The UN Secretary General’s report to the Human Rights Council (A/HR/37/24) expressed concern for the families of the victims, asked for more information related to the events in 1988 and said in February 2018:
“44. OHCHR continued to receive letters from families of the victims who were summarily executed or forcibly disappeared during the events of 1988. They ask for the intervention of the OHCHR to stop the harassment, intimidation and prosecution of human rights defenders seeking truth and justice on behalf of the victims and their families”
Later on 9 March 2018, the UN High Commissioner for Human Rights, communicated to concerned NGOs that:
“The 88 massacre, the allegation of the massacres in 88, the summary executions and enforced disappearances of thousands of political prisoners – men, women and children – we have received a great deal of information from you… and the recommendations have been made to the national authorities to investigate independently and impartially of course given all the attention given to this by the victims’ families.”
Despite these reports and communications, and many more that have come before these, nothing has been done. It is also not reasonable to thing that authorities that have been involved in the persecutions would launch an independent investigations on themselves to investigate the crimes of humanity that they have committed. The perpetrators have after all enjoyed more than 30 years of impunity. And Iranian authorities are spending resources to actively destroy any evidence that is left to find, such as the mass graves.
- Appeal to the UN Human Rights Council to set up a commission of inquiry into the 1988 massacre and to bring justice for the victims of that crime against humanity.

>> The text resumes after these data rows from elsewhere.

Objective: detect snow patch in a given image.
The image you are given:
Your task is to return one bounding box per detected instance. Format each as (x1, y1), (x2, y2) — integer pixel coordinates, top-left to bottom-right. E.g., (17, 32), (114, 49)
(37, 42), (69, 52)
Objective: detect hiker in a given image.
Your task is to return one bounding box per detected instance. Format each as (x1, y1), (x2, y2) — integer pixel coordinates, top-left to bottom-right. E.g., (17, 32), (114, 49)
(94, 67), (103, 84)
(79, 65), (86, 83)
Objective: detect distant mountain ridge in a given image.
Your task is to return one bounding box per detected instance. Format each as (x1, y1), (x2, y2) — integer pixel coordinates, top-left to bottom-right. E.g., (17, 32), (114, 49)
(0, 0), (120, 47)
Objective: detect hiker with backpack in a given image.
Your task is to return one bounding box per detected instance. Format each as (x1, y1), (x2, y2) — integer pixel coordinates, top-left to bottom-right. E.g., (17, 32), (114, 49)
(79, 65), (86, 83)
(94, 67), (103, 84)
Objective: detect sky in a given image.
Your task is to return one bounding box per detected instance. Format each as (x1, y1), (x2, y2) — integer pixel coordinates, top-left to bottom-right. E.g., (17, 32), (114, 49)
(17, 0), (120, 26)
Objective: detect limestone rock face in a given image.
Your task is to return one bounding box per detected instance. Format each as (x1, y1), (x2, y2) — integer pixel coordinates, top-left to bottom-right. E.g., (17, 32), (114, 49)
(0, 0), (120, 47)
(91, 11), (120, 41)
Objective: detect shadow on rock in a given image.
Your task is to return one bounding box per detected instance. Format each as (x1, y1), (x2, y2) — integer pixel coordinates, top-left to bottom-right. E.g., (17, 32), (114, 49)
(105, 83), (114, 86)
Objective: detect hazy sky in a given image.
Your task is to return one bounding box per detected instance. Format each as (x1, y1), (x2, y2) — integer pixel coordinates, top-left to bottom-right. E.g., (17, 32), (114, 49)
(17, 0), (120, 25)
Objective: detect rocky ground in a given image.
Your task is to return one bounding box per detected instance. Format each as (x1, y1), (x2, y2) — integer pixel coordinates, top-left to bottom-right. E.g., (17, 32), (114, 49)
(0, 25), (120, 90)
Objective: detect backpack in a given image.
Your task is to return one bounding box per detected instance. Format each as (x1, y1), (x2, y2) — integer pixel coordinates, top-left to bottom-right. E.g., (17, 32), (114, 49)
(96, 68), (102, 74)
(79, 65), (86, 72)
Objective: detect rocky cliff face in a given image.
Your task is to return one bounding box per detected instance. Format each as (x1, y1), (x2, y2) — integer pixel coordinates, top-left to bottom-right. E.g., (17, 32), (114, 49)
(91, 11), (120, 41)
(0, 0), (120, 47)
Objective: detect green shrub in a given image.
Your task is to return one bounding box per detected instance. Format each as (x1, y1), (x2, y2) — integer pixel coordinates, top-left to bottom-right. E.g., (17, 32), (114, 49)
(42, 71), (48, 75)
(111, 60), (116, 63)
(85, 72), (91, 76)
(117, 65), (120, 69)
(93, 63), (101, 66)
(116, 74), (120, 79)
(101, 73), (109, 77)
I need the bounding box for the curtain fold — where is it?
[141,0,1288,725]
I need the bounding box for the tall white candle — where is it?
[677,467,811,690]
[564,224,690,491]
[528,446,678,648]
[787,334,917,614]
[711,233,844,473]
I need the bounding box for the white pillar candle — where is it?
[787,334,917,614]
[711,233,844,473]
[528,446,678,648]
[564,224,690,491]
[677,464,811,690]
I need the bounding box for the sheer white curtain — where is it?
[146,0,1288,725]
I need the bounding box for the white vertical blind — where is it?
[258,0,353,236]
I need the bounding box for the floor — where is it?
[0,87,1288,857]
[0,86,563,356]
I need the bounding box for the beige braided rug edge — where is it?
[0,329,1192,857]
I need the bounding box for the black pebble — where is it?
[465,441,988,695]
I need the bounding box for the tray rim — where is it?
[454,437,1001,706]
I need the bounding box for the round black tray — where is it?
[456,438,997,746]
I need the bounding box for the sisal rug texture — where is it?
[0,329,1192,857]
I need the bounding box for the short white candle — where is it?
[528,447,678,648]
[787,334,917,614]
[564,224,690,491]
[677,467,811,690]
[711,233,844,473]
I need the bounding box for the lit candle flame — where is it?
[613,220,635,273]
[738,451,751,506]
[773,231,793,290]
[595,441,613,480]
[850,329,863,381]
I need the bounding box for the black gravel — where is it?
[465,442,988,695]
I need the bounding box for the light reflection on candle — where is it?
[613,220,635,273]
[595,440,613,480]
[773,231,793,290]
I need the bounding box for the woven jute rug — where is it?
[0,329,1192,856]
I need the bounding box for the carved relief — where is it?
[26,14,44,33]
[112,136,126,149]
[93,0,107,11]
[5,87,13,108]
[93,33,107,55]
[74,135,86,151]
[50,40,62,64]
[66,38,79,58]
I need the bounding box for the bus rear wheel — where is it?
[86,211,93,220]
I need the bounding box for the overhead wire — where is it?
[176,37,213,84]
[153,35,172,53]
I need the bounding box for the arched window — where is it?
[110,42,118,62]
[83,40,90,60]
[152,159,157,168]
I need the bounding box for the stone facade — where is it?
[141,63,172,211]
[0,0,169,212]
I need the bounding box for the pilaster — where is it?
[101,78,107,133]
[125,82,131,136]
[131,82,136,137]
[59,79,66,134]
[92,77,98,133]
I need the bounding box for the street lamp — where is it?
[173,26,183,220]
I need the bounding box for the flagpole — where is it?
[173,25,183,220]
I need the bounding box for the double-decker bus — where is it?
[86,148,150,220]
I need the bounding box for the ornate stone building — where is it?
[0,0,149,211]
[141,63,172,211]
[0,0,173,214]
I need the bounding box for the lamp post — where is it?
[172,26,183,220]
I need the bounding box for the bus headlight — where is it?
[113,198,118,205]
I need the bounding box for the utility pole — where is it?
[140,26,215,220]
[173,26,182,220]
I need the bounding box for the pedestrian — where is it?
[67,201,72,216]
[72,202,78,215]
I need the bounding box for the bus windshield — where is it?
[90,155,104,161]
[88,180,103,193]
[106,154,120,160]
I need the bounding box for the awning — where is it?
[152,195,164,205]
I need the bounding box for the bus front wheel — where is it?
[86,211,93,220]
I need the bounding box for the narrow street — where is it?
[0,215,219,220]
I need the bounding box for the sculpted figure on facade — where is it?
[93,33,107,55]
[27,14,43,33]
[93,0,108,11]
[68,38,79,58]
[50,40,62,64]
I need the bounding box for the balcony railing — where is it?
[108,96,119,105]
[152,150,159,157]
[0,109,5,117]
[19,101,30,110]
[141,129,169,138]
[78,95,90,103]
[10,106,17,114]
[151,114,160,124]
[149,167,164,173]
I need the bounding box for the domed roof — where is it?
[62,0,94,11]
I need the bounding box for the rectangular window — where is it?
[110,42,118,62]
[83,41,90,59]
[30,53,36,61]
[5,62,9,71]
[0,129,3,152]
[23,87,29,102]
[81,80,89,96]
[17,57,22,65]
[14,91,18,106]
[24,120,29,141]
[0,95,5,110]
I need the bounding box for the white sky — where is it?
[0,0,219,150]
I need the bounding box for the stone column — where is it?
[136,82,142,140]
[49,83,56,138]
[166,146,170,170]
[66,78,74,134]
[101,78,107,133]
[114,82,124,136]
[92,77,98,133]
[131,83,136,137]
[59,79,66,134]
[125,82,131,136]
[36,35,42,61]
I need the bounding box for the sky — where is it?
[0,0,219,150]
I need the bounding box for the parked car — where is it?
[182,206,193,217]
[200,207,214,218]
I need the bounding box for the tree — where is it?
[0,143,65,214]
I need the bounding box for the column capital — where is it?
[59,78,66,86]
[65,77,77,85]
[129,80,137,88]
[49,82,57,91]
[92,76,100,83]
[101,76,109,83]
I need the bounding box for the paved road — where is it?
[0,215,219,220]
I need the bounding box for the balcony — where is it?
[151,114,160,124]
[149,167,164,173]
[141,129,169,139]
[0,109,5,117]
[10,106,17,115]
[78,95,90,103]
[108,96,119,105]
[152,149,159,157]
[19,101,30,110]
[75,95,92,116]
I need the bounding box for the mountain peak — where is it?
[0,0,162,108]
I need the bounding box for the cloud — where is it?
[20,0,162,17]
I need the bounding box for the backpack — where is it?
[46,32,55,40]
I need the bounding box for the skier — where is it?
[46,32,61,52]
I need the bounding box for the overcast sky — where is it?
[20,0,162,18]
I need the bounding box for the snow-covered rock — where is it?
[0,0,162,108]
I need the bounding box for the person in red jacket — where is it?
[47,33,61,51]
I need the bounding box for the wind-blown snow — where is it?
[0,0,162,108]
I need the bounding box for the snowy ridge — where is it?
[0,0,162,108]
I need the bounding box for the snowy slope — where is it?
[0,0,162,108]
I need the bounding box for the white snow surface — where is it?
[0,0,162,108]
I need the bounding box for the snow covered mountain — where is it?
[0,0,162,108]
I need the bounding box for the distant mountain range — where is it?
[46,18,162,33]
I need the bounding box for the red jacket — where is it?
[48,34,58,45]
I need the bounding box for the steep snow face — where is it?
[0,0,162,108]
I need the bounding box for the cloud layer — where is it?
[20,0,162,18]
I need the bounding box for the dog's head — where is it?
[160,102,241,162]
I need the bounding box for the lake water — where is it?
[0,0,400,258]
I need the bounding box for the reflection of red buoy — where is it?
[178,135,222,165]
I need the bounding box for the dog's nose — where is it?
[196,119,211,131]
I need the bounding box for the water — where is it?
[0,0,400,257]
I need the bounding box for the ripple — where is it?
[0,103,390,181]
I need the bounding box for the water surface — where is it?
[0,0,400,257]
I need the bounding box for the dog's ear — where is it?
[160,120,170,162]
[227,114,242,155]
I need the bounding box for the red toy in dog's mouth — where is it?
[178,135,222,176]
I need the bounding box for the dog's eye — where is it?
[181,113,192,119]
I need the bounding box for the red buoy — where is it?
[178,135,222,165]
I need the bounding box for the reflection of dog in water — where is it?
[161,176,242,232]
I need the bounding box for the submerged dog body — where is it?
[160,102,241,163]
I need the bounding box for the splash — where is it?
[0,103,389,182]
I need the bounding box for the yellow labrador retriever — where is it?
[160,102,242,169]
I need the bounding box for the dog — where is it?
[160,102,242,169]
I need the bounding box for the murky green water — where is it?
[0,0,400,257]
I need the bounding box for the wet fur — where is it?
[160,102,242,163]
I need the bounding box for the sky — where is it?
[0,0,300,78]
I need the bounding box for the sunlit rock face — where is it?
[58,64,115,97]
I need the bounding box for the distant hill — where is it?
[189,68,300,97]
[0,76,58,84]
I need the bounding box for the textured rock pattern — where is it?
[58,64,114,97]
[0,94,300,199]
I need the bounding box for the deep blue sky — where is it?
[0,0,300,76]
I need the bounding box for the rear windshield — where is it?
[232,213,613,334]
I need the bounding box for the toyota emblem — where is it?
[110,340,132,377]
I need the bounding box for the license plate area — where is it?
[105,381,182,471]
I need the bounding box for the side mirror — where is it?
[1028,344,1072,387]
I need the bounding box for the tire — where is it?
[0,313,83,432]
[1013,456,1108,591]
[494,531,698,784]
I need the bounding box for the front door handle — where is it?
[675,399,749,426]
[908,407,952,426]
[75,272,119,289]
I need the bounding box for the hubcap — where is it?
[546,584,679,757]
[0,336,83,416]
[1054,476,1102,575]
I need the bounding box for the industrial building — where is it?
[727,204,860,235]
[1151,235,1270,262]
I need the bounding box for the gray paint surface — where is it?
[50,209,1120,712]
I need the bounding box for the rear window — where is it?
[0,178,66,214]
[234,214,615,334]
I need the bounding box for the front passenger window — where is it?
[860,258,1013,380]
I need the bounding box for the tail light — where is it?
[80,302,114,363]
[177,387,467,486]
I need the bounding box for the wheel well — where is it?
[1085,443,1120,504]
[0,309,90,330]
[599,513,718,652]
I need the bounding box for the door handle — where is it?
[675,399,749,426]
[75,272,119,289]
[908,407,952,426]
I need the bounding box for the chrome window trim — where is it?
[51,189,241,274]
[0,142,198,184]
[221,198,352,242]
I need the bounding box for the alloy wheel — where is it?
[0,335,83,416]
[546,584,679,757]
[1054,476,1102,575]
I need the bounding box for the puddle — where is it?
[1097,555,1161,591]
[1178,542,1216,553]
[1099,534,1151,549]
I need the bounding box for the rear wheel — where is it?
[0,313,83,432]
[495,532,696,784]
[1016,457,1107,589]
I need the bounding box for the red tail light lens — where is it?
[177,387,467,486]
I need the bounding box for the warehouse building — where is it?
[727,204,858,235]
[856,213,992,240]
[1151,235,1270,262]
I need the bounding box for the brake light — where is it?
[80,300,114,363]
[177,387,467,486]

- Urge the UN High Commissioner for Human Rights to support the launch of an independent fact-finding mission into the 1988 massacre.
- Appeal to the Special Procedures of the Human Rights Council, in particular the Special Rapporteur on the promotion of truth, and the Special Rapporteur on the situation of human rights in Iran to investigate Iran’s 1988 massacre as part of their respective mandates.
This is the appropriate way to end impunity after 30 years, and to stop further killings and harassment of dissidents and their families, and incentivize the Government of Iran to collaborate with the UN.
Association des Femmes Iraniennes en France – Comité des Soutien aux Droits de l’Homme en Iran NGO(s) without consultative status, also share the views expressed in this statement.